Friedrich Schiller nelle sue "Lettere sull'educazione estetica dell'uomo" poneva l'istinto del gioco come fondamento dell'attività artistica. Sono trascorsi due secoli da quella lontana lezione.
Ne rinvieni tracce nel comportamento degli artisti dei nostri giorni?
Devo confessarti che non vedo in giro una grande "propensione al gioco". Tanto da far parlare di un filone, di un'area omogenea di riferimento. Certo, esistono singole individualità, alcuni scrittori o artisti che prendono sul serio il gioco e fanno attraversare la loro ricerca da sussulti divertenti. Devo aggiungere che il gioco (linguistico in particolare) è uno strumento pericoloso, perché una volta che si normalizzi, che si compiaccia di sé, che si adagi sul déjà vu, sul ripetitivo, perde di efficacia, non morde più. Al riguardo trovo divertente scoprire il gioco là dove meno te lo aspetti, per esempio nel verso "a spruzzi e sprazzi" di Montale, perché no?
Letteratura e gioco. Benvenuta occasione per parlare dell'Oulipo, movimento di cui sei grande conoscitore. Qual è, ancora adesso, la sua peculiare importanza?
Beh, in estrema sintesi, direi quella di vitalizzare l'elemento ri-creativo, fantastico, oltre che ludico e beffardo, nella ricerca letteraria. Non dimentichiamo che, nell'ambito dell'esperienza oulipiana, la "contrainte" ("costrizione") è vissuta come uno strumento creativo, una "source de liberté" che amplifica le possibilità di arrivare a soluzioni originali, bizzarre, inattese, imprevedibili: l'essere "costretti" a seguire certe regole induce uno sforzo di fantasia, stimola l'invenzione di percorsi labirintici, di circumnavigazioni acrobatiche del linguaggio.
A questo proposito, voglio ricordare quanto scrive Brunella Eruli che nel suo "Dal Futurismo alla Patafisica", Pacini Editore, riflettendo brillantemente su Queneau, così dice circa l'"ispirazione": "…il tragico greco che scrive i suoi versi obbedendo a regole che conosce perfettamente è più libero del poeta il quale scrive quello che gli passa per la testa ed è schiavo di regole che ignora".
Non credi che esista troppa "ispirazione" in giro? Che si tenti troppa creazione senza ricreazione?
Più che troppa ispirazione, vedo troppa "aspirazione", una voglia malsana a diventare "personaggi", a violentare il buon senso, a parlarsi addosso. Un autore parla solo con i suoi testi.
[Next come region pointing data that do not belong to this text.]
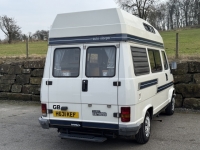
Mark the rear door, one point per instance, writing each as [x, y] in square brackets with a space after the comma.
[99, 85]
[65, 84]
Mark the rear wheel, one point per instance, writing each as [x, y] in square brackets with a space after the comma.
[170, 108]
[143, 135]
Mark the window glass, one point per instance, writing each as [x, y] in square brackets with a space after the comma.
[155, 61]
[165, 60]
[100, 62]
[140, 61]
[66, 62]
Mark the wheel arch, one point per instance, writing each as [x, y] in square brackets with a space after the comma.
[148, 108]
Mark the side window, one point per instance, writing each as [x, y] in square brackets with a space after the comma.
[155, 60]
[165, 60]
[66, 62]
[140, 61]
[101, 61]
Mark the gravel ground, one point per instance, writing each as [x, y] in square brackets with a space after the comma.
[20, 130]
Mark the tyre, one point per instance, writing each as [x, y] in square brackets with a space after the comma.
[143, 135]
[170, 108]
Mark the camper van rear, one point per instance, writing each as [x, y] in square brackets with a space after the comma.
[106, 75]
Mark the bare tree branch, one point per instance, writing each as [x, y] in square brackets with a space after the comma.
[9, 27]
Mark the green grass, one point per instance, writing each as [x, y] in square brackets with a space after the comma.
[189, 42]
[189, 45]
[19, 49]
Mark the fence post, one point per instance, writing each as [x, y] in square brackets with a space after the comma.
[27, 48]
[177, 45]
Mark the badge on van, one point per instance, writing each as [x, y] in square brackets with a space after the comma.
[98, 113]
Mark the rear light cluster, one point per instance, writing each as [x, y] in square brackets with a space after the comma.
[44, 110]
[125, 114]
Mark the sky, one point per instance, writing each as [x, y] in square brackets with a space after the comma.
[32, 15]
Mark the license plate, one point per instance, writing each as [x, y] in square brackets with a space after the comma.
[66, 114]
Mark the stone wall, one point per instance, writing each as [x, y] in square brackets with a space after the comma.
[187, 85]
[21, 79]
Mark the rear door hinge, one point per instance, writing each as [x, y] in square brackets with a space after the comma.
[117, 115]
[117, 83]
[49, 82]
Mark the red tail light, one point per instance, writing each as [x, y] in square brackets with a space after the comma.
[44, 110]
[125, 114]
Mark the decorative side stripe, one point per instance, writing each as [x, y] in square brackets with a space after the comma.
[146, 84]
[161, 88]
[104, 38]
[85, 124]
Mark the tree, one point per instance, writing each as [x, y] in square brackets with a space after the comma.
[140, 8]
[10, 28]
[41, 35]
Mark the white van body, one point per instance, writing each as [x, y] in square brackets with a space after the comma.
[98, 63]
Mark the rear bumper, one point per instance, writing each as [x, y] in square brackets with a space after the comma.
[44, 123]
[123, 130]
[129, 130]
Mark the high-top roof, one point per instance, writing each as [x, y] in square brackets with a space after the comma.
[101, 22]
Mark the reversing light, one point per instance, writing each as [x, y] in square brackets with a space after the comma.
[125, 114]
[44, 110]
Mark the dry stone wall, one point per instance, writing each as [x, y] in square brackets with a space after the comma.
[187, 85]
[21, 79]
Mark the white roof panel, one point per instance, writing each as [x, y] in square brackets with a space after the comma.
[100, 22]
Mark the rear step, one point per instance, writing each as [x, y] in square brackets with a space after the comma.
[82, 137]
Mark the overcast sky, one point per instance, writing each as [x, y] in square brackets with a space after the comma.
[32, 15]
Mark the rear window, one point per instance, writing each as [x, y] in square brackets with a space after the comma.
[155, 60]
[140, 61]
[101, 61]
[66, 62]
[165, 60]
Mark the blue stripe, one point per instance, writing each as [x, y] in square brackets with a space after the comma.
[146, 84]
[161, 88]
[104, 38]
[85, 124]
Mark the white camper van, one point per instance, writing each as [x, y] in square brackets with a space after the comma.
[106, 74]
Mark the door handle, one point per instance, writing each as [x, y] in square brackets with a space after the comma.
[85, 85]
[166, 77]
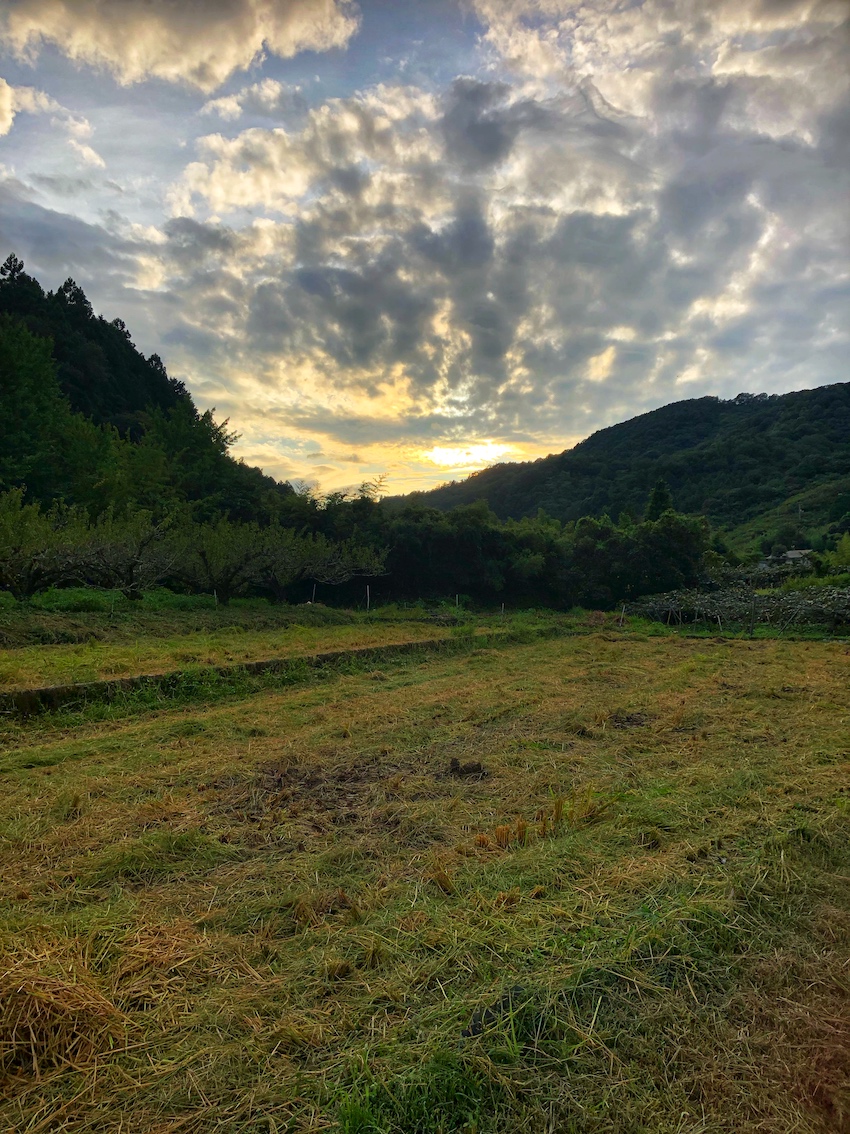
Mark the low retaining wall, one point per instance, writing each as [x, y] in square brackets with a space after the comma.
[50, 697]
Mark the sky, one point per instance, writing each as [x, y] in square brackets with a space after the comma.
[411, 239]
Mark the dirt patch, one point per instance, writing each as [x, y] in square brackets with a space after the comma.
[629, 719]
[340, 795]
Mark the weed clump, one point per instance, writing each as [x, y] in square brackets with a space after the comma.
[49, 1022]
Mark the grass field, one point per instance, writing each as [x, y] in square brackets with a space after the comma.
[593, 883]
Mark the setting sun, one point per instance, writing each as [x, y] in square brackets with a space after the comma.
[468, 456]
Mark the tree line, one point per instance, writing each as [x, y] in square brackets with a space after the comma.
[110, 476]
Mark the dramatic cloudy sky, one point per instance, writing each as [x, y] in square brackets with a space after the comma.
[418, 237]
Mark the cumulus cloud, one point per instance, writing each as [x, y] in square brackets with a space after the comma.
[200, 44]
[611, 209]
[15, 99]
[268, 99]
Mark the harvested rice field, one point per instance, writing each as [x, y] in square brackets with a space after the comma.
[586, 883]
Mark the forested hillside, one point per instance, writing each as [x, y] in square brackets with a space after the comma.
[110, 477]
[87, 420]
[729, 460]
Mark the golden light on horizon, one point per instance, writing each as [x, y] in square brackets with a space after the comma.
[469, 456]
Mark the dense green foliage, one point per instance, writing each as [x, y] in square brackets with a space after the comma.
[111, 477]
[86, 419]
[729, 460]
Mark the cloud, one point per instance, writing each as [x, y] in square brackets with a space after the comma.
[200, 44]
[609, 210]
[268, 99]
[16, 99]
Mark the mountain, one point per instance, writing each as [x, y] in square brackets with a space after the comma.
[730, 460]
[86, 419]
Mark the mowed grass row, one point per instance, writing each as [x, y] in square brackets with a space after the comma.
[27, 667]
[585, 885]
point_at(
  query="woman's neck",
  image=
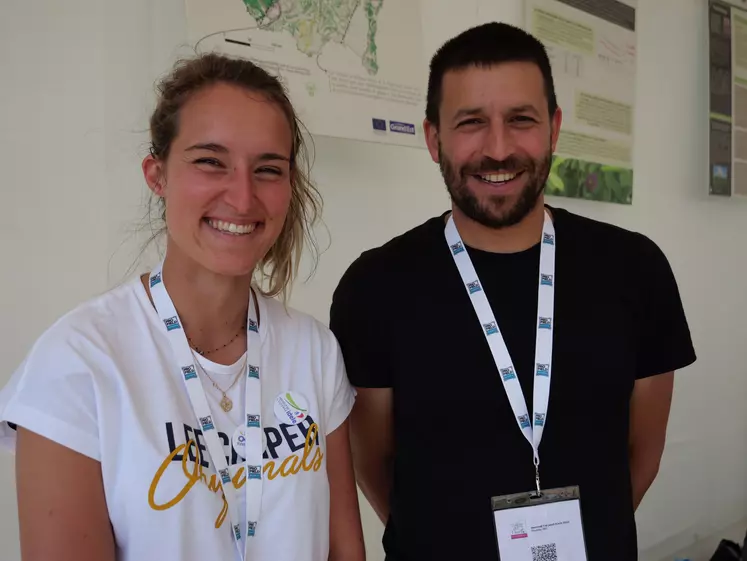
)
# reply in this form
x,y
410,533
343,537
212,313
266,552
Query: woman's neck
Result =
x,y
212,307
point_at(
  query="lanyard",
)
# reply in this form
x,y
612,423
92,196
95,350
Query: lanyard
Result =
x,y
188,370
531,427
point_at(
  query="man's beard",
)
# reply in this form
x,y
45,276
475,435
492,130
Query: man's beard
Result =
x,y
492,212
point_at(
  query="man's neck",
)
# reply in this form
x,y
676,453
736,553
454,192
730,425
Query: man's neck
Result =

Fra cento anni, o giù di lì, sono sicuro che nessuno si ricorderà di un certo Sgarbi (sic!), mentre si parlerà ancora del pensiero di Umberto Eco. Verso alcuni autori mi viene voglia di applicare la formula di Scheiwiller: "Non l'ho letto, e non mi piace".
Tèchne, è una tua rivista letteraria che definisci "animata dallo spirito dello sberleffo e della fumisteria…" è un bel telegramma, ma puoi dirmi qualcosa di più?
È una piccola (anche nel senso del formato) rivista che si occupa di bizzarrie letterarie e non, che ha posto al centro del proprio interesse quella letteratura - per dirla con Borges - cosiddetta "minore", non nel senso gerarchico del termine, ovvero che sta sotto ad un'ipotetica letteratura "alta", ma nel senso che occupa una posizione "laterale" attraversando le strade impervie del comico, del nonsenso, del bizzarro, del gioco. La rivista ha una periodicità irregolare (un numero all'anno, quando ho del buon materiale) e pubblica solo testi creativi e inediti, almeno per il lettore italiano (niente saggistica seria, recensioni, dibattiti sul rapporto fra...o sulla funzione di..., od altre amenità simili). Incline alla brevità privilegia, fra le altre cose e senza pregiudizi, l'aforisma, il racconto breve, la poesia alla maniera degli "haiku", l'intervento visivo pungente ed ironico.
Arte e Scienza, come ne vedi il futuro?
Proficuo, come del resto mi sembra sia stato negli ultimi anni. Ormai anche gli scienziati sono diventati dei narratori di eventi complessi, incerti, imprevedibili, casuali, irrepetibili. Il rapporto fra il "meraviglioso scientifico" e quello letterario è sempre più stretto e stimolante.
Derrick de Kerckhove, cyber pensatore: "La connettività è una delle grandi scoperte del mondo scientifico moderno. E' sempre esistita tra gli uomini, ma prima non si era capaci di servirsene".
Credi sia questa la cosa più importante del web, oppure altro?
La rete è un pozzo senza fine. È bello navigarci se hai qualcosa da ricercare, consapevole che puoi trovarci di tutto, spazzatura e cibi prelibati. Ho qualche dubbio sulla "mistica dell'interattività". In realtà, la rete ha dei percorsi obbligati, predefiniti, che il navigatore non ha contribuito a formare: è un po' come aggirarsi fra i corridoi di un supermercato, non sei tu che hai scelto la merce da mettere sugli scaffali e il modo come presentarla. Anche qui, è possibile un uso ri-creativo e irriverente della rete, penso agli interventi dei web-artisti.
Siamo in viaggio nello Spazio e, avendoti con me in volo, ne approfitto per una domanda a tema.
Ti sei anche occupato di lingue aliene dedicandovi un'estesa voce di "Aga Magéra Difúra".
C'è una particolarità, un principio, che possa essere visto come minimo comune denominatore di quei tanti ceppi linguistici usati nella letteratura di fantascienza?
Parlo da profano, cioè da non esperto del settore. Il ruolo portante che una lingua aliena assume nel processo di creazione di un universo fantastico è quello di produrre, come dice Renato Giovannoli, un "effetto di realtà", fondato sul fallace sillogismo: "Hanno persino una lingua, allora esistono davvero". Al di là di questo dato, le lingue aliene si presentano molto diverse tra loro e diventa arduo individuarne un minimo comune denominatore: l'intraducibilità? l'esattezza? la capacità di accedere a una forma di coscienza (molto simile all'inconscio) superumana?
A tutti gli ospiti di questa taverna spaziale, prima di lasciarci, chiedo una riflessione su Star Trek… che cosa rappresenta quel videomito nel nostro immaginario?
Non so, forse, a giudicare dai buffi orecchi a punta, il desiderio inconscio di abituarsi all'ascolto degli altri? Qui lo dico e qui lo nego.
Siamo quasi arrivati ad Albànya, pianeta di teche abitato da alieni specialisti nel classificare ombre e lampi…se devi scendere, ti conviene prenotare la fermata. Stoppiamo qui l'intervista, anche perché è finita la bottiglia di Cabernet '96 di Ceretto. Però torna a trovarmi, io qua sto…intesi eh?
Ben volentieri, ciao.
Ti saluto com'è d'obbligo sull'Enterprise: lunga vita e prosperità!